30 cm. Photo : Gilbert Pons, Lautrec 28/06/2014

  Parmi diverses évocations de ses rapports privilégiés avec la forêt, Aldo Leopold (1887-1948) raconte une aventure qui fut pour lui cruciale, l’abattage d’un arbre malade, âgé de quelque quatre-vingts ans. « De minuscules copeaux d’Histoire odorants jaillirent de l’entaille, s’amoncelant dans la neige devant les scieurs agenouillés. C’était bien plus que deux tas de sciure de bois : c’était un siècle en coupe transversale. À chaque va-et-vient, décennie par décennie, notre scie mordait dans la chronologie d’une vie entière, inscrite dans ces anneaux concentriques de bon chêne. » (Almanach d’un comté des sables (1949), GF-Flammarion, 2000, p. 26.) Il faut pas moins d’une quinzaine de pages à ce pionnier de l’écologie pour raconter par le menu, comme s’il avait sous les yeux la totalité des anneaux de croissance peu à peu mis à nu par les morsures de l’outil (chose évidemment impossible), les événements, naturels ou pas, dont le chêne a été au fil des saisons le témoin fidèle. La fin du passage apparaît comme une introduction idoine au travail de Linda Sanchez : « La scie n’opère qu’au travers des ans, qu’elle aborde un à un, en séquence. De chacune de ces années, les dents de scie extraient des copeaux de réalité que les bûcherons appellent sciure et les historiens archives ; les uns et les autres jugent du caractère de l’intérieur par cet échantillon visible de l’extérieur. Ce n’est qu’à la fin de cette coupe transversale que l’arbre tombe et que la souche donne enfin à voir l’ensemble d’un siècle. » (ibid. p. 35.)

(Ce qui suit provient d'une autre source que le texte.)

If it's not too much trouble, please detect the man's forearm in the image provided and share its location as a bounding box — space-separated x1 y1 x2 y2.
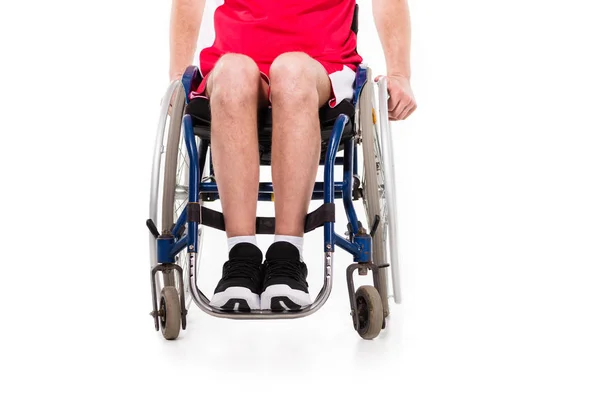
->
169 0 205 79
373 0 411 79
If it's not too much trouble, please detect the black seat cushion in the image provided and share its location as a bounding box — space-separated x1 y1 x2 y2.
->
185 97 355 165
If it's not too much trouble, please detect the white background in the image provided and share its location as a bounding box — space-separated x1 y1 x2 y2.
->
0 0 600 400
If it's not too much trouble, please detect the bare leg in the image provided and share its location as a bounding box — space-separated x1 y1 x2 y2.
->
207 54 267 237
270 53 331 237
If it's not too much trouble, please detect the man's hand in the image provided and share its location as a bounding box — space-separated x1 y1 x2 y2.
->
375 75 417 121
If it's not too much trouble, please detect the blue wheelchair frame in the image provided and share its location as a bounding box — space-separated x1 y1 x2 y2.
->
157 66 374 264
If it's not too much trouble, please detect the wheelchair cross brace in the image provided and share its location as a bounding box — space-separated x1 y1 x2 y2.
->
173 108 378 319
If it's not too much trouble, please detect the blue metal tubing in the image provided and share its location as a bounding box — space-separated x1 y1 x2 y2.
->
183 115 200 253
171 235 188 258
335 233 360 258
343 139 358 238
202 191 343 201
352 141 358 176
171 207 187 240
200 182 345 194
323 114 350 252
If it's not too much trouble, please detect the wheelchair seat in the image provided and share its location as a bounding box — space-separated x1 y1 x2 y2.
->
185 97 355 165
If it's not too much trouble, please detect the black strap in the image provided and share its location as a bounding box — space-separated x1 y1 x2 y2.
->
187 203 201 223
198 203 335 235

  Des trente centimètres que mesurait ce fragment de tronc au départ de l’expérience, il ne reste matériellement rien, presque rien, juste de la sciure (2), celle produite par l’obstination à frotter avec une substance abrasive, durant de longs mois, le disque clair contenant les cernes concentriques. Ce disque, en revanche, l’artiste l’a en quelque manière démultiplié puisqu’il lui fallut interrompre trois mille fois son travail d’usure afin d’enregistrer, à l’aide d’un scanner, le résultat provisoire de chaque intervention.
Cet ouvrage épais de trente centimètres contient donc trois mille pages, trois mille images grandeur nature de la section, toujours un tant soit peu changeante — dans la couleur et les détails —, d’un morceau d’arbre ; images à la fois complémentaires et cependant incompatibles. Invisible comme tel, le tronc traverse de part en part cet empilement de tranches infinitésimales, à peine différentes les unes des autres, et ne retrouve une certaine intégrité que dans l’opacité du livre une fois celui-ci refermé, intrigante variation, au plan spatial, sur les paradoxes de Zénon (3), belle allusion aussi, elliptique, à ce que la profondeur peut avoir d’inaccessible.

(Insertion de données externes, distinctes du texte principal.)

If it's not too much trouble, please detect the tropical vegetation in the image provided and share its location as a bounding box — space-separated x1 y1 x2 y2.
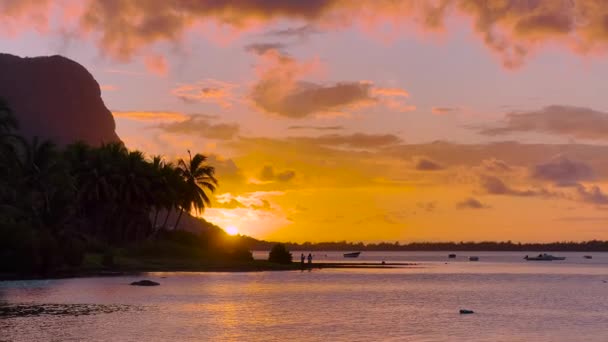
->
0 100 251 273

  D’une durée de 5’49 », la vidéo (4) réalisée par l’artiste parallèlement à l’exécution de l’œuvre et selon le même rythme, vidéo qu’elle a montrée d’ailleurs avec parcimonie aux spectateurs, est certes davantage qu’un compte-rendu objectif du déroulement de l’opération, plutôt une variante ; mais étant une traduction nécessairement plane du volume et accélérée du facteur temps, elle ne peut offrir autre chose qu’un aperçu tronqué du dispositif. Il faut reconnaître malgré tout combien est saisissant ce raccourci, car c’est à une descente vertigineuse au cœur du bois que l’on est convié grâce à une sorte d’ascenseur optique, lequel ne bouge pourtant pas.

  Ces lignes, comme les photographies les accompagnant, ne donnent qu’une idée imparfaite de cette œuvre dont l’unité massive se confond avec sa progression pas à pas dans le temps. Il aurait fallu aussi, peut-être, autant de feuilles qu’il contient de lames pour donner de ce monument étrange une description adéquate, mais ce serait encore insuffisant. Le feuilleter, en ne sautant aucune page, permet seulement de s’approcher un peu de ce qu’a de si singulier ce travail de Bénédictin.

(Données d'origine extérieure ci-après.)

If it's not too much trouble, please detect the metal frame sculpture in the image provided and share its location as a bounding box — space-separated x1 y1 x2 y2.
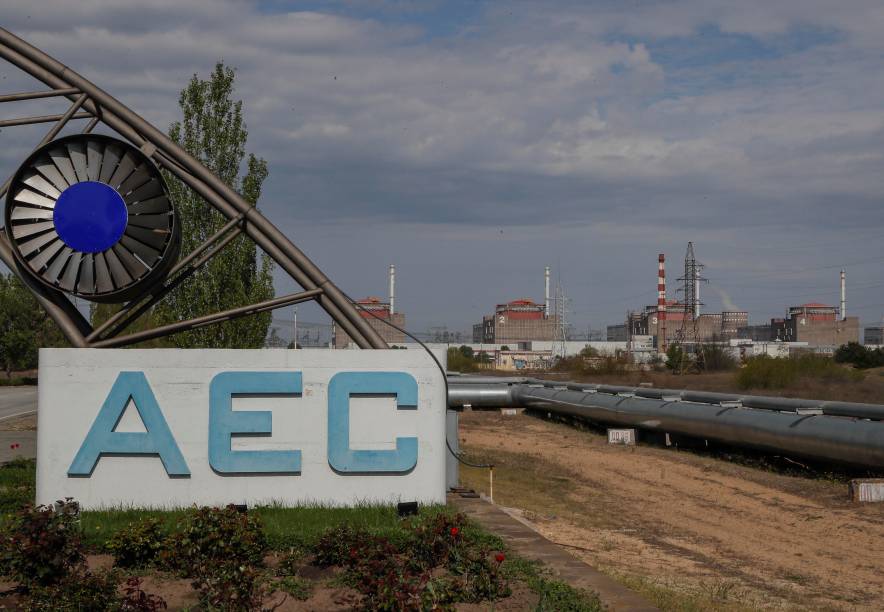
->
0 28 387 348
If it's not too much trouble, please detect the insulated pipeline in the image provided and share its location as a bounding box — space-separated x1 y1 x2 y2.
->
449 380 884 468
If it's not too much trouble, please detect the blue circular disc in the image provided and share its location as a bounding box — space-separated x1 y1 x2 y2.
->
52 181 129 253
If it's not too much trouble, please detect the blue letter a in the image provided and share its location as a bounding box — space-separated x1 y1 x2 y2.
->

© Gilbert Pons, La Blanquié, juillet 2014 – Turbulences Vidéo #85

separationNotes :

1 – Grand amateur de pierres auxquelles il a consacré de nombreux et beaux ouvrages.

2 – Tout à fait comparable, ironie de l’histoire, à celle dont on fait de la pâte à papier.

3 – Philosophe présocratique, Zénon d’Élée réfutait la possibilité logique du mouvement par la réduction de la durée à une infinité d’instants.